Dave Beckett - Journalblog

Hacking the semantic linked data web

  • Recent posts

  • Follow me on twitter

Category: comment

Leaving Yahoo – Joining Digg

I’m heading to a new adventure at Digg in San Francisco to be a lead software engineer working on APIs and syndication.

I’ve been at Yahoo! nearly 5 years so it is both a happy and sad time for me, and I wish all the excellent people I worked with the best of luck in future.

Here is a summary of the main changes:

  • Silicon Valley -> San Francisco
  • 15,000 staff -> 100 staff
  • Architect -> Software engineer
  • strategizing, meeting -> coding
  • Powerpoint, OmniGraffle, twiki -> emacs, eclipse, …?
  • (No coding!) -> Python, Java, Hadoop, Cassandra, …?
  • Sunny days -> Foggy days
  • 15 min commute -> 2.5hr commute (until I move to SF)
  • Public company -> private company

Exciting!

Rasqal RDF Query Library 0.9.20

I just released a new version of my Rasqal RDF Query Library for two main new features:

  1. Support more of the new W3C SPARQL working drafts of 1 June 2010 for SPARQL 1.1 Query and SPARQL 1.1 Update.
  2. Support building with Raptor V2 API as well as Raptor V1 API..

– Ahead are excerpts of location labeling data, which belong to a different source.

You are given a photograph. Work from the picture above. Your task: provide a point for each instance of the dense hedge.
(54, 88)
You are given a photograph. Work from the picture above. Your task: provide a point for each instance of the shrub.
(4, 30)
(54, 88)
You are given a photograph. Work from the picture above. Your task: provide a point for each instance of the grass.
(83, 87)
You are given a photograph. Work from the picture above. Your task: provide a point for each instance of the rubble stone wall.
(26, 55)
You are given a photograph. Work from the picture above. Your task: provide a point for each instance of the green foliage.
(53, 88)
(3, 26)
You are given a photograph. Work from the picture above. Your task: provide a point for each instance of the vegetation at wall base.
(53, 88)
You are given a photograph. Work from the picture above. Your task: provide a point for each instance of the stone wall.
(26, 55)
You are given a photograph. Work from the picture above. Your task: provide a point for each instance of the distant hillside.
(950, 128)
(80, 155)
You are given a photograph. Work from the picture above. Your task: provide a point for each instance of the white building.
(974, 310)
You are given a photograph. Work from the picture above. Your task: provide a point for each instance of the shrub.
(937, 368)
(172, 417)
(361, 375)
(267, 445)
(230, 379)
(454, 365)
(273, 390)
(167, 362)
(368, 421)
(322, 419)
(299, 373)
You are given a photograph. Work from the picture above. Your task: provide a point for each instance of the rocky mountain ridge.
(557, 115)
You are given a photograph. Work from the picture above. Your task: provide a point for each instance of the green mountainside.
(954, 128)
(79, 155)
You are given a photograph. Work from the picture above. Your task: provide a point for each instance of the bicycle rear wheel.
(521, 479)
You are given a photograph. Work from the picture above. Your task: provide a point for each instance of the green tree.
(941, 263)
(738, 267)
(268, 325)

The main change is to start to add to Rasqal’s APIs and query engine changes for the new SPARQL 1.1 working drafts. This release adds support the syntax for all the changes for Query and Update. The new draft syntax is available via the ‘laqrs’ query language name, until the SPARQL 1.1 syntax is finalized. The ‘sparql’ query language provides SPARQL 1.0 support.

On Query 1.1, the addition is primarily syntax and API support for the new syntax. There is expression execution for the new functions IF(), URI(), STRLANG(), STRDT(), BNODE(), IN() and NOT IN() which are noew usable as part of the normal expression grammar. The existing aggregate function support was extended to add the new SAMPLE() and GROUP_CONCAT() but remains syntax-only. Finally the new GROUP BY with HAVING conditions were added to the syntax and had consequent API updates but no query engine execution of them.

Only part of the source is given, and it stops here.